By studying the galaxy’s light, astronomers have also found evidence of tidal tails, which form material moving away from NGC 1052-DF4. This further supports the conclusion that this is a disruption event. Additional analysis has revealed that the central parts of the galaxy remain untouched and only 7% of the galaxy’s stars are hosted in these tidal tails. This means that the dark matter, which is less concentrated than the stars, was previously and preferably stripped from the galaxy, and is now beginning to be stripped of the outer stellar component as well.
“This result is a good indicator that, when the dark matter of the galaxy evaporated from the system, the stars are now subject to a disruption system,” explained Ignacio Trujillo, a member of Spain’s Instituto de Astrofísica de Caneria. “Over time, NGC 1052-DF4 could be alerted by the vast system surrounding NGC 1035, at least some of their stars will be floating freely in deep space.”

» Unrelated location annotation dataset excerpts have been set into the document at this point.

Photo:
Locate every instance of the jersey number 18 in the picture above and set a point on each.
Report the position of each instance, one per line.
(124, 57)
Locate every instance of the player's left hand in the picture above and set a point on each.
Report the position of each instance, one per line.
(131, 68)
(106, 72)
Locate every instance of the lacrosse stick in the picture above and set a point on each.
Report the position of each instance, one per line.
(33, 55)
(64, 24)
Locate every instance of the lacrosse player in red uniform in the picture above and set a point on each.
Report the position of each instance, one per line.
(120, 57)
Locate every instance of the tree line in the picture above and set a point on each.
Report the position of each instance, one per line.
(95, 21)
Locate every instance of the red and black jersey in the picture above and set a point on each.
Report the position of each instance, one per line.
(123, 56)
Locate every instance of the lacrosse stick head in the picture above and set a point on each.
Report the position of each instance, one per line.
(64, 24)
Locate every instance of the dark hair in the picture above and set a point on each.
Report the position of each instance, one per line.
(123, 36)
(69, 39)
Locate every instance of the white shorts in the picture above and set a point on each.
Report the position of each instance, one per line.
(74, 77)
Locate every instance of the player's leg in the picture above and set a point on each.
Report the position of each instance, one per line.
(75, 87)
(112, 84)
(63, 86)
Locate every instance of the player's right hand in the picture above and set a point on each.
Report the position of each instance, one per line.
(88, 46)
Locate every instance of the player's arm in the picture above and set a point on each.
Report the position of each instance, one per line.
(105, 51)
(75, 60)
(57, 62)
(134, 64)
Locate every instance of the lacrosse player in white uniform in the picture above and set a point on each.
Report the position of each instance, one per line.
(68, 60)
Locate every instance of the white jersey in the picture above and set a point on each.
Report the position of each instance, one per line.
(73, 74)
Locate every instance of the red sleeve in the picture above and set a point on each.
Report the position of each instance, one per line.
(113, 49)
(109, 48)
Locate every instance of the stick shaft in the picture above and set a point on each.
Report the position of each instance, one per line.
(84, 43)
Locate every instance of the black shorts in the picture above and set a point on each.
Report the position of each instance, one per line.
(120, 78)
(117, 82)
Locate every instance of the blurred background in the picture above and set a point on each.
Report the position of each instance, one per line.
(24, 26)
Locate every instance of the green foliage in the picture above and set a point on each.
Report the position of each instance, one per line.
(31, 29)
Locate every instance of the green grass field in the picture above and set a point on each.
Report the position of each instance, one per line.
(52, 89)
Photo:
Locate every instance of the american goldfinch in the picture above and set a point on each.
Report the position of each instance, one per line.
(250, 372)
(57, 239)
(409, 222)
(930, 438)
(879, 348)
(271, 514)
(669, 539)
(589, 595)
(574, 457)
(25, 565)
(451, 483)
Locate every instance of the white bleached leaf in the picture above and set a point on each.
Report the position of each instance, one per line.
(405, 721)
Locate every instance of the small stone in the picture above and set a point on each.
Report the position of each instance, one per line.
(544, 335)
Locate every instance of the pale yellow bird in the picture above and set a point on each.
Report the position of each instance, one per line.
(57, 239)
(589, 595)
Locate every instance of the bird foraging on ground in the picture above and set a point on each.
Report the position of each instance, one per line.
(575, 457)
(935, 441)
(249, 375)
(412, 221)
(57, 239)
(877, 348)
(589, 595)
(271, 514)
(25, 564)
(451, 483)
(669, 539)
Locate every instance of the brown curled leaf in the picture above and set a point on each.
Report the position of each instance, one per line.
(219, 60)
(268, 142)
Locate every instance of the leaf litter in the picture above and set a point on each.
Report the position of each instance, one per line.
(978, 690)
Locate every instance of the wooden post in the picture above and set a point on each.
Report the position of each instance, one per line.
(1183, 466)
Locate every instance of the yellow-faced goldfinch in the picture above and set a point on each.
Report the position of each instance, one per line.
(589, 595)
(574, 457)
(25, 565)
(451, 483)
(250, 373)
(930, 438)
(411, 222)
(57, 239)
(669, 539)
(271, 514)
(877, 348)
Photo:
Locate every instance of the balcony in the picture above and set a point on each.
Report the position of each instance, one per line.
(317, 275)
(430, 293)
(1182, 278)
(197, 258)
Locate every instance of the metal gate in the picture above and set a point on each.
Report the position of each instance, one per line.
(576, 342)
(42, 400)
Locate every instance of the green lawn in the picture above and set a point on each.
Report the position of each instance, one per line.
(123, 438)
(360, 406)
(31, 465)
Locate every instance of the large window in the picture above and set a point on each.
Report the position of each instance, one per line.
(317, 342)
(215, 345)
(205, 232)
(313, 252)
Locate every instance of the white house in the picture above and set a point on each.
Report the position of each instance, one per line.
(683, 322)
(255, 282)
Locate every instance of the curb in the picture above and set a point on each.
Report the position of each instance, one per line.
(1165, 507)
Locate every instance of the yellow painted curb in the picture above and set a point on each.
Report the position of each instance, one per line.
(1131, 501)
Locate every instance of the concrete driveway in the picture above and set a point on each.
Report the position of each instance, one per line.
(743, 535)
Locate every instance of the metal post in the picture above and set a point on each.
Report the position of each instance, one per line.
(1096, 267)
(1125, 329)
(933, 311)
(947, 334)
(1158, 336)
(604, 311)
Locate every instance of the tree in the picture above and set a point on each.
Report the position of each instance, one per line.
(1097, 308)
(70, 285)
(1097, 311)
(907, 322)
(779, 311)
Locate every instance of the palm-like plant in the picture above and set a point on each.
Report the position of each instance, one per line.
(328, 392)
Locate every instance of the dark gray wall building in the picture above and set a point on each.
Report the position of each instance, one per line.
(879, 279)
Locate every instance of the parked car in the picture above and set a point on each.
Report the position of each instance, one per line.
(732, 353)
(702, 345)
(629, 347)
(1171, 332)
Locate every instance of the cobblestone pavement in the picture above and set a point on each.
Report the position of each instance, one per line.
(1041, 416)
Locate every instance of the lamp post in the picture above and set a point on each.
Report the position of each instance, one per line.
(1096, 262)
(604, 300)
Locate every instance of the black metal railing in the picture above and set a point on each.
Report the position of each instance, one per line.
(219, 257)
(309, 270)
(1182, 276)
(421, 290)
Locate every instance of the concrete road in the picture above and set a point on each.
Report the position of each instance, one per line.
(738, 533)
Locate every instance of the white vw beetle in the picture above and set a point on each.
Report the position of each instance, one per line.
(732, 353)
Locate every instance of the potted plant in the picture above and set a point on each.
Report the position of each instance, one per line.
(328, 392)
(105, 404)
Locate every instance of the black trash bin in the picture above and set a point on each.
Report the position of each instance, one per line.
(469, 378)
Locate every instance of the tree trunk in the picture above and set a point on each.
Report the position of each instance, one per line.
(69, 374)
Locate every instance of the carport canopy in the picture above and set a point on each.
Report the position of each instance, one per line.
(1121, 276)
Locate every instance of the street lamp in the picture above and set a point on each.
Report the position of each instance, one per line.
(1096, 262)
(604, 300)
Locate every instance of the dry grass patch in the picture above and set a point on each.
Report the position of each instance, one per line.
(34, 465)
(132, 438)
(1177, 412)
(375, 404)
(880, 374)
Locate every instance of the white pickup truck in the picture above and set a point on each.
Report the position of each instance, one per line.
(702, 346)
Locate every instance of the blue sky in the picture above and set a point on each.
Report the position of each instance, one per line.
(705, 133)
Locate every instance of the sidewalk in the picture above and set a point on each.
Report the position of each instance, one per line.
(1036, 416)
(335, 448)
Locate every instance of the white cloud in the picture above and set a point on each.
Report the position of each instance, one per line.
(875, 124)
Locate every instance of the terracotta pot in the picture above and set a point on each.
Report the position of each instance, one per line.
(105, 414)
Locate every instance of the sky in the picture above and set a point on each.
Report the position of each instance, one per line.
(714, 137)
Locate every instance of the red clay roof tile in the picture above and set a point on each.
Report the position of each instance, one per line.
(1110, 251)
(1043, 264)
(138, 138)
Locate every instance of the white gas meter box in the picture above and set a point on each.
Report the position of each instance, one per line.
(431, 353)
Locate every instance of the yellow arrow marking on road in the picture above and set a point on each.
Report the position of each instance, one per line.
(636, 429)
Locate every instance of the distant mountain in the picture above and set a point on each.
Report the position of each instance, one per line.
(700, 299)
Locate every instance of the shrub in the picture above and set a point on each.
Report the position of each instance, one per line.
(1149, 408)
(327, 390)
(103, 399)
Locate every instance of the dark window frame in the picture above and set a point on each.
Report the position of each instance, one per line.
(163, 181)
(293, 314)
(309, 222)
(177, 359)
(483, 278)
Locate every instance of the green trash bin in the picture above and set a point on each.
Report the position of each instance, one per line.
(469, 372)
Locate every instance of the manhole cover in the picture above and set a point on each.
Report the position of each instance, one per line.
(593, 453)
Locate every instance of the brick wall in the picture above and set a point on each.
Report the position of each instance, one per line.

The search for evidence to support the mechanism of tidal collapse, as the revelation for the galaxy’s missing dark matter has not only solved the astronomical riddle, but also brought a sigh of relief to astronomers. Without it, scientists would have to improve our understanding of the laws of gravity.
“These findings reconcile existing knowledge of how constellations form and evolve with a highly favorable cosmological model,” Montes added.